Angekündigtes Blutbad mitten im Knast

Häftlinge eines überbelegten Gefängnisses im brasilianischen Porto Velho massakrieren mindestens 27 Mitgefangene. Behörden hatten Warnungen vor Unruhen unter den Gefangenen in den Wind geschlagen

SÃO PAULO taz ■ Die katastrophalen Zustände in Brasiliens Gefängnissen haben neue Opfer gefordert: Mindestens 27 Häftlinge wurden am Mittwoch bei schweren Auseinandersetzungen in Porto Velho, der Hauptstadt des Amazonas-Bundesstaats Rondônia, getötet.

Am Mittwochabend hatten Polizeistellen und Moacyr Grecchi, der Erzbischof von Rondônia, sogar die Zahl von 45 Toten verbreitet. Die Revolte in der Haftanstalt Urso Branco begann am Mittwochmorgen. Nach Angaben der örtlichen Militärpolizei waren Häftlinge untereinander verfeindeter Gruppen mit Messern und Eisenstangen aufeinander losgegangen.

Bei einem gescheiterten Fluchtversuch am Vortag war es zu Schießereien zwischen Häftlingen und dem Wachpersonal gekommen. Die Militärpolizei konnte die Situation erst im Lauf des Nachmittags unter Kontrolle bringen, nachdem die Behörden den Gefangenen zugesichert hatten, 35 besonders gefürchtete Kriminelle in den Hochsicherheitstrakt zu verlegen.
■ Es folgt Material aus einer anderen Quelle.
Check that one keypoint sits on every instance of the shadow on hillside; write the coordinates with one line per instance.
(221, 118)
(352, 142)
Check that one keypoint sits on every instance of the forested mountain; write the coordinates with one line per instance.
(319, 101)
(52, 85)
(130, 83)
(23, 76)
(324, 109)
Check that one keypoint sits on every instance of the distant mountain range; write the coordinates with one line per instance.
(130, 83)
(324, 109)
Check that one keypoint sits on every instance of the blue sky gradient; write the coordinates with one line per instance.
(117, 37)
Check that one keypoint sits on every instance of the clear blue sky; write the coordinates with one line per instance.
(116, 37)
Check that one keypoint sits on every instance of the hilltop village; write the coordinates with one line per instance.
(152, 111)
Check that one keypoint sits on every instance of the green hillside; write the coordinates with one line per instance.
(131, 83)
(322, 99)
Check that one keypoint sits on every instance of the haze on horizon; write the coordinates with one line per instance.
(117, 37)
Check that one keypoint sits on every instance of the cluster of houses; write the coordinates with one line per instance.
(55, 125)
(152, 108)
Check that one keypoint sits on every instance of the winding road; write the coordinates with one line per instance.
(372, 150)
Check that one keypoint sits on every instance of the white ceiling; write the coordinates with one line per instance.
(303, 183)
Wie die meisten brasilianischen Gefängnisse ist Urso Branco chronisch überbelegt. Statt der vorgesehenen 360 sind dort rund 900 Menschen inhaftiert. Erst vor einem Monat hatte die „Kommission Justitia et Pax“ der Erzdiözese von Porto Velho einen Bericht über die Lage in der Haftanstalt vorgelegt. Nach mehrtägigen Unruhen im November 2000 habe man vorgesehen, die gefährlichsten Häftlinge in ein anderes Gefängnis zu verlegen, doch dazu sei es nicht gekommen. Im vergangenen Jahr gelang 53 Gefangenen die Flucht, und eine Mordserie verbreitete innerhalb der Gefängnismauern Angst und Schrecken.
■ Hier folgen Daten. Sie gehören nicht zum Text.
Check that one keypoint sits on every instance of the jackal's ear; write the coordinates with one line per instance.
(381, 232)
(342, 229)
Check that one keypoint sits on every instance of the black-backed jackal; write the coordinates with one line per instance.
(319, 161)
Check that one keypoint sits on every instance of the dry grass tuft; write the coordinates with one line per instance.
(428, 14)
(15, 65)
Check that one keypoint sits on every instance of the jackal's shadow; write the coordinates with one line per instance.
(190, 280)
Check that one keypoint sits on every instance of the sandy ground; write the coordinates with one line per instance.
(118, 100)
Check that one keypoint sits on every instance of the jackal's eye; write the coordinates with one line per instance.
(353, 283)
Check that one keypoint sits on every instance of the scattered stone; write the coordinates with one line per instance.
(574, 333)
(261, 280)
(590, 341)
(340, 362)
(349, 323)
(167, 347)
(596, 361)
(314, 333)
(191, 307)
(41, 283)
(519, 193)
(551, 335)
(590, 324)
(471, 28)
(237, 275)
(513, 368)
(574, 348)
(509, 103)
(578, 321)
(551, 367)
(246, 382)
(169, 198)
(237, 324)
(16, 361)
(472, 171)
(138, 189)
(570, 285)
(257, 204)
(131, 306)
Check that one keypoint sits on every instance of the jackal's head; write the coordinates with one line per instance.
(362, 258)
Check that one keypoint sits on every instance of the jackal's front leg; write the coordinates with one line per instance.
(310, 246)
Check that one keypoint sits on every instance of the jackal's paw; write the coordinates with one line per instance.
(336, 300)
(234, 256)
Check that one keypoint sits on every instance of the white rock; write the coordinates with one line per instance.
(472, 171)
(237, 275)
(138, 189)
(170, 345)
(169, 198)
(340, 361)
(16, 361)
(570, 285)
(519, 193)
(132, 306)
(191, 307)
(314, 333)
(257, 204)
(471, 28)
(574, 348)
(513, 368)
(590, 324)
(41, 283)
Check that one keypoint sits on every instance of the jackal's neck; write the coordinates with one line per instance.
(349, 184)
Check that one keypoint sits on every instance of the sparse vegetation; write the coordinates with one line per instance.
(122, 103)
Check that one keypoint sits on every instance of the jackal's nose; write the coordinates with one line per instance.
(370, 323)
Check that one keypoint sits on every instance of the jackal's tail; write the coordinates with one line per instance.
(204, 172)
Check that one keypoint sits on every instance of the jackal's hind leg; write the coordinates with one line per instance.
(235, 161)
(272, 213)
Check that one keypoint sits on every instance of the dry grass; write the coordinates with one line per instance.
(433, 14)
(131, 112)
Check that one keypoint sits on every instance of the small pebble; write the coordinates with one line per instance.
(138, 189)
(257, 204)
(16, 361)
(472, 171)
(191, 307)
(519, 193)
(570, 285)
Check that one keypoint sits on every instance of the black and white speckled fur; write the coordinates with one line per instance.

Die Untätigkeit der Behörden in Rondônia erklärt geradezu exemplarisch, warum die Gefängnisrevolten in Brasilien trauriger Alltag sind. Amnesty international hatte vor kurzem festgestellt, das „System der Untersuchungshaft“ nähere sich „dem Kollaps“, weil die Anzahl der Häftlinge ständig steige. Die brasilianische Regierung müsse eine „grundlegende Reform des Strafvollzugs“ in Angriff nehmen.